VERONA, Italy, Feb 10 (Reuters) - Italy’s central bank chief on Saturday appealed to political parties contesting next month’s election to pursue responsible policies and not lose sight of the need to cut the huge public debt.
Ahead of the March 4 parliamentary election all the main parties, and especially the centre-right coalition leading the polls, have tried to woo voters with promises of sweeping tax cuts and higher spending.
In a keynote speech in the northern city of Verona, Bank of Italy Governor Ignazio Visco called instead for “prudent budgetary policies” in order to “help make markets more confident in the reduction of the public debt-to-GDP ratio.”
Italy’s debt has risen to 132 percent of gross domestic product and is the highest in the euro zone after Greece’s.
Nonetheless, parties of all stripes say they want to renegotiate the European Union’s fiscal rules and either raise the budget deficit or slow the pace of its reduction as promised to Brussels by the outgoing centre-left administration.

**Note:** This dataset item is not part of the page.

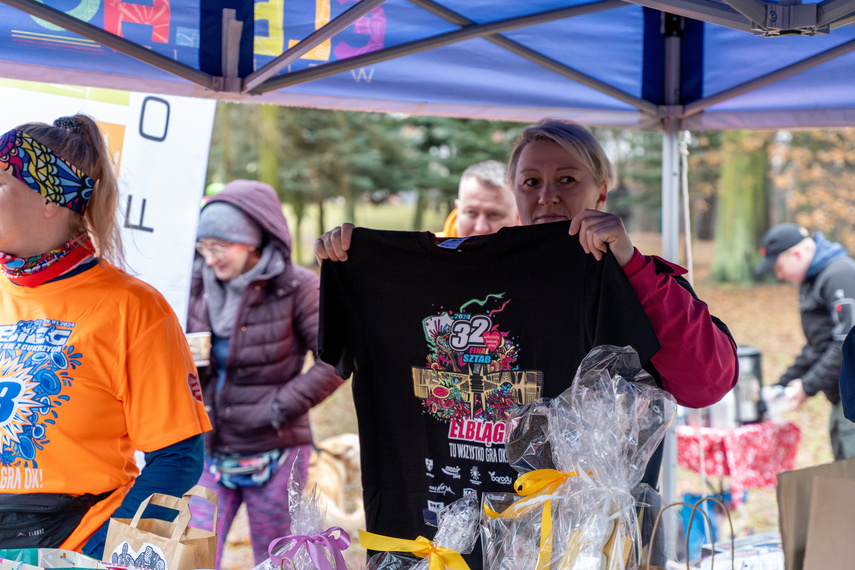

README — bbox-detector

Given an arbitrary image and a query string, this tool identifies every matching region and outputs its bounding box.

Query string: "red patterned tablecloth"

“An increase in the public deficit is no substitute for reform and could prove counterproductive, since the problem of the national debt cannot be sidestepped,” Visco warned, without naming any party directly.

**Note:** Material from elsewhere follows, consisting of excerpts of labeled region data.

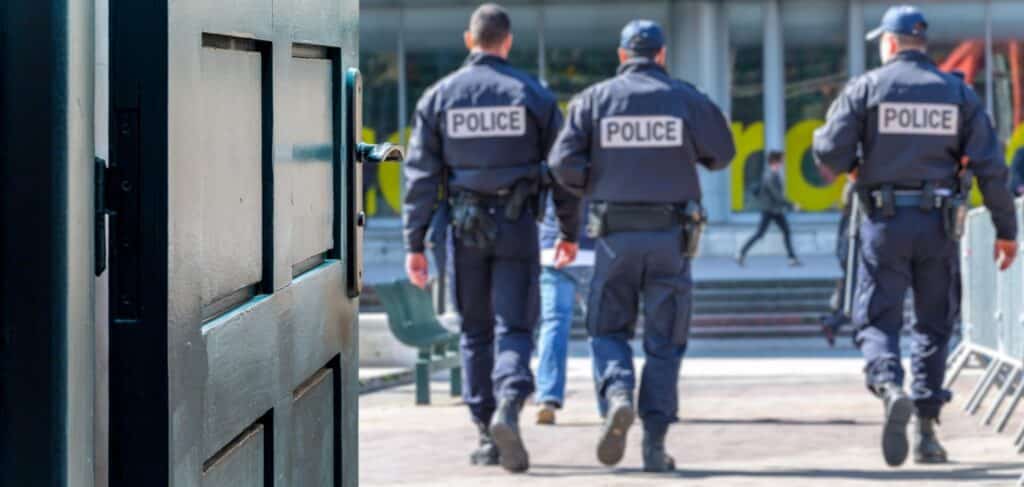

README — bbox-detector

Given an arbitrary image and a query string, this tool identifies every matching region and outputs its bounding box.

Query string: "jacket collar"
[463,51,508,65]
[617,56,668,75]
[890,49,935,64]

“Even without the constraints of the Stability and Growth Pact, the need remains for us to make responsible choices.”
After years of belt-tightening, the parties now say the best way to lower the debt is to boost Italy’s chronically sluggish economy by cutting taxes and spending more, but Visco said reforms should take precedence.

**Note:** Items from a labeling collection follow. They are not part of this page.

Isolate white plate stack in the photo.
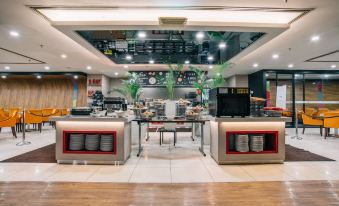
[85,134,100,151]
[69,134,85,150]
[250,135,264,152]
[235,134,250,152]
[100,135,113,152]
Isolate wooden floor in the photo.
[0,181,339,206]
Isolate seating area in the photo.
[298,108,339,139]
[0,108,69,138]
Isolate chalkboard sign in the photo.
[134,71,197,87]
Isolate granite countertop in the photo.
[50,115,134,122]
[209,116,292,122]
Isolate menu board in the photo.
[134,71,197,87]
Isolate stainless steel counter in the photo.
[51,116,134,164]
[210,117,291,164]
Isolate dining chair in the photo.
[0,111,18,138]
[324,111,339,139]
[24,109,42,132]
[301,108,323,136]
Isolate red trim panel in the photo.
[62,130,117,155]
[226,131,279,154]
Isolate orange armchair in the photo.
[315,108,330,116]
[24,109,43,132]
[0,111,18,138]
[42,108,60,123]
[301,113,323,136]
[324,111,339,139]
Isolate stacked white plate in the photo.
[69,134,85,150]
[235,134,249,152]
[250,135,264,152]
[100,135,113,152]
[85,134,100,151]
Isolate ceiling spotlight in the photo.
[219,42,226,49]
[138,31,146,39]
[9,31,20,37]
[311,35,320,42]
[272,54,279,59]
[195,31,205,40]
[125,55,132,60]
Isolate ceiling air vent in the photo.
[159,17,187,26]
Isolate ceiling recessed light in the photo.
[138,31,146,39]
[272,54,279,59]
[311,35,320,42]
[219,42,226,49]
[195,31,205,40]
[9,31,20,37]
[125,55,132,60]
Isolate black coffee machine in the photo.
[208,87,250,117]
[104,97,127,112]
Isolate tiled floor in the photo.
[0,128,339,183]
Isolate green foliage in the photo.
[189,66,207,93]
[189,62,231,93]
[165,64,175,100]
[109,73,142,102]
[208,62,231,89]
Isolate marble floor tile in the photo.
[129,167,171,183]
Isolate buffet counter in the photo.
[210,117,291,164]
[51,116,133,164]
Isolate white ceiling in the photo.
[0,0,339,76]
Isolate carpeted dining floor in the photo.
[2,144,335,163]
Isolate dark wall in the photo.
[248,71,266,98]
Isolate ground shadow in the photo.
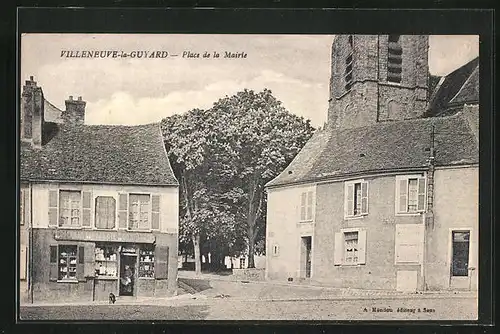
[178,277,212,293]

“To strengthen growth in the medium term, further steps must be taken towards structural reforms, improving public services, and rationalizing and stabilizing the tax laws,” he said.
If fiscal policy remains prudent and responsible economic policies are pursued, Italy’s economic recovery over the last few years is unlikely to be derailed when the European Central Bank eventually raises interest rates, he said.
Visco said the economy will grow by around 1.5 percent this year, the same rate as in 2017 and in line with the government’s official projections.